With his parents not milking, Ransom was worried the farm would be sold.
“Instead of going to grad school and continuing my education in history, I decided to try to figure out how to make money on a hill farm in Vermont,” he says. “We had always had Guernsey cattle and so in the spring of 1996 I started looking for a herd of cows I could buy. I purchased a herd of 24 Guernseys in central New York and they arrived on Aug. 2, 1996.”
His business plan was to achieve certified organic status and sell milk to The Organic Cow in Chelsea. At the time, the going rate for organic milk was a two-year contract at $19 per hundredweight.
“A good, stable price meant I could plan and budget with that variable locked in. I sold milk to the Organic Cow until April of 2001, when we opened the creamery and started bottling our own milk,” he says.
“The name 'Rockbottom' came from my father, who says it came to him while building a stone culvert in December,” he adds. “I think he had become disillusioned with the people he had to work with at the commune who seemed to not want to work at all.”
Three days a week, Ransom arises at 4 a.m. to milk and other days he's up at 5:30 a.m. to tend to other chores. He employs one full-time and one part-time employee, and his four boys also help. His eldest son Jackson, 18, an engineering student at the University of Vermont, has expressed an interest in continuing the family tradition but isn't yet sure.
As far as discrimination, as Ransom points out, “literally my entire community is white.”
“I have experienced individual racism, but quite little,” he says. “Mostly, it is ignorant people who have very little, if any, experience with Black folks, but I grew up here, so most people from here know me.”

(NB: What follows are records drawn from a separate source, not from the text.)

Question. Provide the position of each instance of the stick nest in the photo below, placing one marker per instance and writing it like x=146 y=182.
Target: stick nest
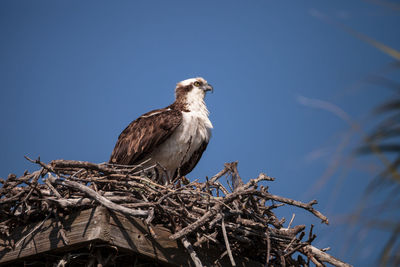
x=237 y=218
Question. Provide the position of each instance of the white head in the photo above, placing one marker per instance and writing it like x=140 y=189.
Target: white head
x=191 y=93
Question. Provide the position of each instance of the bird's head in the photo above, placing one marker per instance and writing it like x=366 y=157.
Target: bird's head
x=192 y=90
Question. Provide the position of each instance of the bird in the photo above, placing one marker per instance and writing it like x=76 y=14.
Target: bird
x=171 y=140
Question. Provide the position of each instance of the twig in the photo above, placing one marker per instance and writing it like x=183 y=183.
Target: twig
x=191 y=252
x=228 y=247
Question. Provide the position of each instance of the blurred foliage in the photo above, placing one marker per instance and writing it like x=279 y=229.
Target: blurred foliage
x=384 y=143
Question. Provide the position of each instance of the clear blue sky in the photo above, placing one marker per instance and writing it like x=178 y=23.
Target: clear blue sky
x=73 y=74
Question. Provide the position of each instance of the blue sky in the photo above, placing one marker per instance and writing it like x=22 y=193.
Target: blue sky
x=73 y=74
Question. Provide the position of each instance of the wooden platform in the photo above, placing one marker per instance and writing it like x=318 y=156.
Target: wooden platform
x=115 y=232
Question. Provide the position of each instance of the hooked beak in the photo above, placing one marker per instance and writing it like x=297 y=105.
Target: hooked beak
x=208 y=87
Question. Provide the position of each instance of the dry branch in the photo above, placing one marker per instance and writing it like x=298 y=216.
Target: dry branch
x=240 y=221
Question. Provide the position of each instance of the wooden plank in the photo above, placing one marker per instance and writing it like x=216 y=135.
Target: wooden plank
x=133 y=234
x=99 y=225
x=80 y=228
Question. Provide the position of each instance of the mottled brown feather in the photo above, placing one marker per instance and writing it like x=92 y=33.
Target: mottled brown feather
x=144 y=134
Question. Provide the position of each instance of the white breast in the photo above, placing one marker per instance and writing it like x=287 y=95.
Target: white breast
x=187 y=138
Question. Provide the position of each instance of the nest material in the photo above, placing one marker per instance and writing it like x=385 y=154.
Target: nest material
x=238 y=217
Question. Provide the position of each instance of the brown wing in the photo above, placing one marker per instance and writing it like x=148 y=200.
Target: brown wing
x=192 y=162
x=144 y=134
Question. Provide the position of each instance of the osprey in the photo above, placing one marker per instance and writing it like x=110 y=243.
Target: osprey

“My farming experience is pretty much the same as a white farmer's. I do all the same work, I fix all the same broken tractors and injured cows, I deal with the same weather, I watch cows give birth, I watch cows die,” he says.
“The thing that is different is dealing with people, mostly ignorant people, who might question why I'm here,” he says, noting that “the worst racism I have felt is from people not from Vermont.”
He describes that racism as from those from out of the area who are sometimes surprised that, in this white bastion, a Black farmer not only exists but is doing business with them.
“It is hard to fault salespeople coming to a farm, having only talked to me on the phone, being surprised that I am not white,” Ransom says. “After all, I talk like a Vermonter - I even have an accent, I've been told.”
“I think it would be great to have more Black farmers in Vermont [...] we need more farmers,” he notes. “I don't think Black farmers ever was a thing in Vermont [...] in the USA, the number of Black farmers has dropped in the last 100 years from about 14 percent to about 2 percent, which was mostly driven by the great migration to Northern cities from the South.”
“That is a complex issue because what those folks were escaping was Jim Crow segregation [and] looking for a better life,” Ransom says. “Many of them were happy to give up their farms for a chance at a better life. Most of those folks were not dairy farmers, they were small-scale vegetable growers and maybe some hogs and chickens.”
“There was wide-scale discrimination in money lending and government assistance in the '50s, '60s, and '70s, and there are attempts to rectify that now,” he says, “but it is mostly too little, too late.”